Dia menambahkan, atas dasar apa Qanun Jinayat dibenturkan dengan HAM misalkan. Padahal, pada dasarnya dalam memahami HAM itu sendiri kita harus mengerti konsep Liberti dan Freedom yang memiliki arti yang sama tetapi maksud yang berbeda.
"Freedom yakni hak tentang kebebasan dan kemerdekaan yang melekat pada setiap individu, sebagai contoh hak untuk hidup. Sementara, liberty adalah hak yang muncul dari kesepakatan sosial antar individu, kelompok, organisasi dan sebagainya. Jadi Qanun jinayat ini masuk dalam konsep liberty dalam HAM, dimana hak itu muncul dari hasil kesepakatan sosial masyarakat Aceh yang diwakilkan oleh para wakil rakyat di parlemen, dari sana muncul hak dan kewajiban. Kongkretnya, tak ada urusan penerapan qanun Jinayat dengan pelanggaran HAM di Aceh, maka jangan lagi ada oknum-oknum yang berupaya melemahkan dan mengobrak abrik keberadaan Qanun Jinayat," jelasnya.
Pemerintah Aceh, juga MPU dan ulama harus lebih jeli mencermati aliran dana luar yang mengalir ke Aceh, terkadang sering memiliki misi tertentu yang berdampak terhadap pelemahan syariat Islam.
"Kami menghimbau masyarakat Aceh untuk selektif dalam menyerap pemahaman atau doktrin baru yang di bawa oleh pihak tertentu di Aceh.
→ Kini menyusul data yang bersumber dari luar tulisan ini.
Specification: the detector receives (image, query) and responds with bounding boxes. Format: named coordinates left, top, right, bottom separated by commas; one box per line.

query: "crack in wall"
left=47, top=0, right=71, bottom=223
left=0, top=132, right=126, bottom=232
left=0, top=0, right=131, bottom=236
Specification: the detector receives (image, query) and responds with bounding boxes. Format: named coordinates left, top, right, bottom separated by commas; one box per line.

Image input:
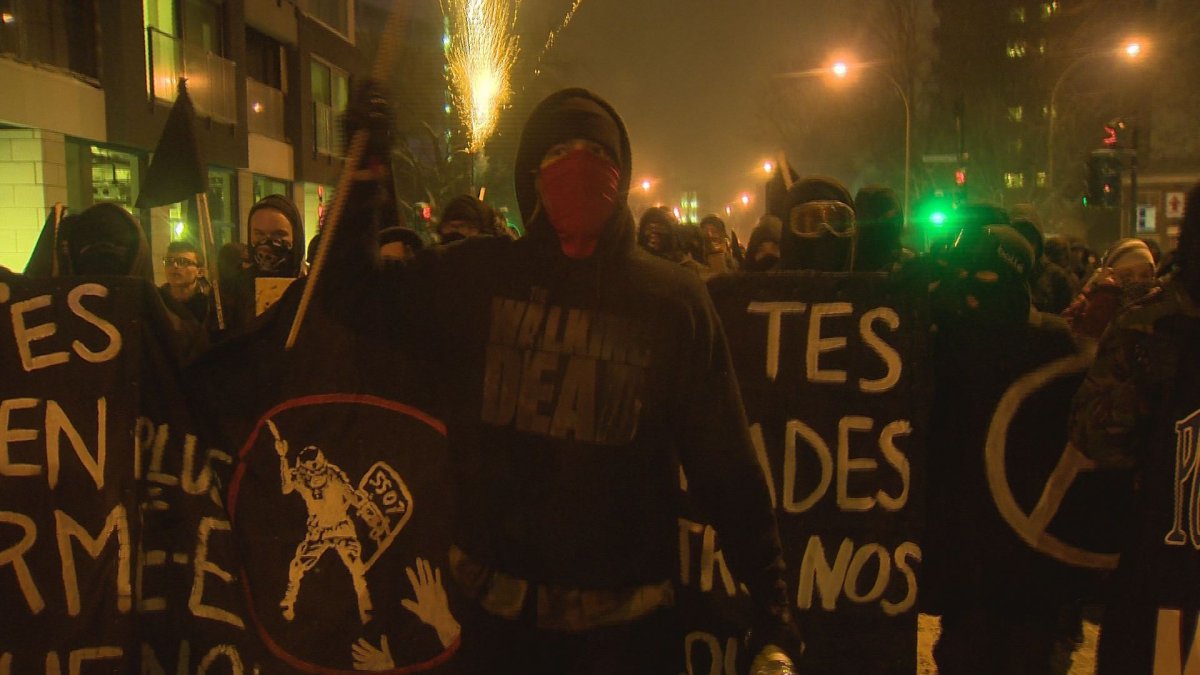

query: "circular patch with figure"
left=228, top=394, right=460, bottom=673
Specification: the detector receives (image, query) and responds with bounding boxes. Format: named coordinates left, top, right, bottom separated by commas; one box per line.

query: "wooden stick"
left=196, top=192, right=224, bottom=330
left=50, top=202, right=67, bottom=276
left=283, top=2, right=404, bottom=350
Mari kita tetap mendukung dan menjunjung tinggi Qanun Jinayat sebagai bentuk implikasi penerapan syariat Islam di Aceh," tutupnya.
Menurutnya yang patut dilakukan oleh masyarakat Aceh sebagai masyarakat yang menjunjung nilai-nilai Islam yakni mendukung pemerintah untuk memaksimalkan penerapan syariat Islam termasuk Qanun Jinayat itu sendiri.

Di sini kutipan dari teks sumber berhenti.